The draft MAGs serve as valuable resources for downstream genomic analyses, such as identifications of mobile genetic elements (plasmids, prophages, etc.) and genes (antimicrobial resistance genes, virulence genes, etc.), serotyping, multilocus sequence typing, and phylogenetic inference.

Citations

If you find MAGenie useful, please cite:

Illumina short reads: Chen, Z., & Meng, J. (2022). Critical assessment of short-read assemblers for the metagenomic identification of foodborne and waterborne pathogens using simulated bacterial communities. Microorganisms, 10(12), 2416.

Oxford Nanopore long reads: Chen, Z., Grim, C.J., Ramachandran, P., & Meng, J. (2024). Advancing metagenome-assembled genome-based pathogen identification: unraveling the power of long-read assembly algorithms in Oxford Nanopore sequencing. Microbiology Spectrum, 12(6), e00117-24.

Shotgun metagenomic data sets of simulated bacterial communities used to benchmark MAGenie:

Illumina short reads: Chen, Z., & Meng, J. (2024). Illumina short read-based shotgun metagenomic data sets of simulated bacterial communities derived from fresh spinach and surface water. Microbiology Resource Announcements, 13(7), e00375-24.

Oxford Nanopore long reads: Chen, Z., Grim, C. J., Ramachandran, P., & Meng, J. (2024). Oxford Nanopore long read-based shotgun metagenomic data sets of simulated bacterial communities originating from fresh spinach and surface water. Microbiology Resource Announcements, 13(9), e00586-24.

You may also consider citing the following (tools used by MAGenie):

MEGAHIT: Li, D., Liu, C. M., Luo, R., Sadakane, K., & Lam, T. W. (2015). MEGAHIT: an ultra-fast single-node solution for large and complex metagenomics assembly via succinct de Bruijn graph. Bioinformatics, 31(10), 1674-1676.

SPAdes: Nurk, S., Meleshko, D., Korobeynikov, A., & Pevzner, P. A. (2017). metaSPAdes: a new versatile metagenomic assembler. Genome Research, 27(5), 824-834.

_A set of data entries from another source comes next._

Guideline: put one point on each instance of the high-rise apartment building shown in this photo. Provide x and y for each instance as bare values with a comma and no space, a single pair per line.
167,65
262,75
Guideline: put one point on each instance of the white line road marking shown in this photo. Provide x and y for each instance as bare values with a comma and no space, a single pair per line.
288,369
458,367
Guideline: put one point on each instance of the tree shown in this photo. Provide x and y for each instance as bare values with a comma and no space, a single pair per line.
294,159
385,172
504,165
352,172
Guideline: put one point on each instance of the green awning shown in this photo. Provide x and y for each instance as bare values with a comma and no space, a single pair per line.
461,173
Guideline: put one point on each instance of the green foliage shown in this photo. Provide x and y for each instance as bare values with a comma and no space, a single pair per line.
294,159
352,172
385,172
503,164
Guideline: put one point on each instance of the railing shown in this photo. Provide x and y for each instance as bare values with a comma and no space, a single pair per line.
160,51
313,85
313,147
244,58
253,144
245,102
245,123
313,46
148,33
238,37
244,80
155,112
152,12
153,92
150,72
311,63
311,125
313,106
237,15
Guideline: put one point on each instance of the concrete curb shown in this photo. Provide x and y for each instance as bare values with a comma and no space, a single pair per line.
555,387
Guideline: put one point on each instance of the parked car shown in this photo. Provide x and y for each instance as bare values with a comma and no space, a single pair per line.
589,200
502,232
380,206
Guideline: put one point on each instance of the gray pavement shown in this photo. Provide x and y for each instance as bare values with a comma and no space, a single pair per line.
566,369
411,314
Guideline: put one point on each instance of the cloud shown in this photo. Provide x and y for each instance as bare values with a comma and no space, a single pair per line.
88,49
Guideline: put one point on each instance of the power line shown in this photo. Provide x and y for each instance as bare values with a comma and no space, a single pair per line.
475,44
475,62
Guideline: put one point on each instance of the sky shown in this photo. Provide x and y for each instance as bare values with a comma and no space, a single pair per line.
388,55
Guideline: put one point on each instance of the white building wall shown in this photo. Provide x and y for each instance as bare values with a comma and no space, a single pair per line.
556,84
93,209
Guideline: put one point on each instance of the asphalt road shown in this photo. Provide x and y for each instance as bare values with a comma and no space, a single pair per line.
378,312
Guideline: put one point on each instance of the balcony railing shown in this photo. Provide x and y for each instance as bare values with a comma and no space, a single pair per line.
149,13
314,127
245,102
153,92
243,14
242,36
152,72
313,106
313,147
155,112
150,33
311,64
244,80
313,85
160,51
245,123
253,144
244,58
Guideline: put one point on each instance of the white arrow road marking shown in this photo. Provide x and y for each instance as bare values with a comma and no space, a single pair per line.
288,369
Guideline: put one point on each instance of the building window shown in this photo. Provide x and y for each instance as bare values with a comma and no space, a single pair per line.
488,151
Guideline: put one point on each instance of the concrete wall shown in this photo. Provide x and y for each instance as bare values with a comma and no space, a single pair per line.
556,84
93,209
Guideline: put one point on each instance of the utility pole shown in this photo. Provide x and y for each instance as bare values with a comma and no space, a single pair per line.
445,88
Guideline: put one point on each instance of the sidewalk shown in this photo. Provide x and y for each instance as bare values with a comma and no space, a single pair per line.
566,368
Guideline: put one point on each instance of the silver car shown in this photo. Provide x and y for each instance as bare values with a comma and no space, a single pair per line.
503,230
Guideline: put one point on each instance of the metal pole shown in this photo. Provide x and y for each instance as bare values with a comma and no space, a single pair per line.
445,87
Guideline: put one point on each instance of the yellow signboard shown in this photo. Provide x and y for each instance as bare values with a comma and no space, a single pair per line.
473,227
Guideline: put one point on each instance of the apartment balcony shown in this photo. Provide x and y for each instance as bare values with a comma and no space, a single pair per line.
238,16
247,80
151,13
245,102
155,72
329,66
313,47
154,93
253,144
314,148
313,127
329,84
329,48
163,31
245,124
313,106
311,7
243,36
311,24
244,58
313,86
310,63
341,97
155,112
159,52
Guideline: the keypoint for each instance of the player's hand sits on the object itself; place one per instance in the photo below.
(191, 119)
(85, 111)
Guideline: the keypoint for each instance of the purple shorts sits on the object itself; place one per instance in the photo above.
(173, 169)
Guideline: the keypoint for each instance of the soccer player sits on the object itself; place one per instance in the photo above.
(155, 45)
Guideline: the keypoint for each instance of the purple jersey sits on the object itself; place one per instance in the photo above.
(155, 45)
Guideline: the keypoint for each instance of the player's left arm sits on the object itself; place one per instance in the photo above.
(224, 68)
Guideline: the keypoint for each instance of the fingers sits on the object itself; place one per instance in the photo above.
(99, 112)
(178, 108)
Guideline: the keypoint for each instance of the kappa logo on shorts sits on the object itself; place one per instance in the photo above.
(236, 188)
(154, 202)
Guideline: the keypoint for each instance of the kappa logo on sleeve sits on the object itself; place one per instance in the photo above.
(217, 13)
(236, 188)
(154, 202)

Ray: Boisvert, S., Raymond, F., Godzaridis, É., Laviolette, F., & Corbeil, J. (2012). Ray Meta: scalable de novo metagenome assembly and profiling. Genome Biology, 13, 1-13.

Flye: Kolmogorov, M., Bickhart, D. M., Behsaz, B., Gurevich, A., Rayko, M., Shin, S. B., ... & Pevzner, P. A. (2020). metaFlye: scalable long-read metagenome assembly using repeat graphs. Nature Methods, 17(11), 1103-1110.

Kraken 2: Wood, D. E., Lu, J., & Langmead, B. (2019). Improved metagenomic analysis with Kraken 2. Genome Biology, 20, 1-13.

KrakenTools: Lu, J., Rincon, N., Wood, D. E., Breitwieser, F. P., Pockrandt, C., Langmead, B., ... & Steinegger, M. (2022). Metagenome analysis using the Kraken software suite. Nature Protocols, 17(12), 2815-2839.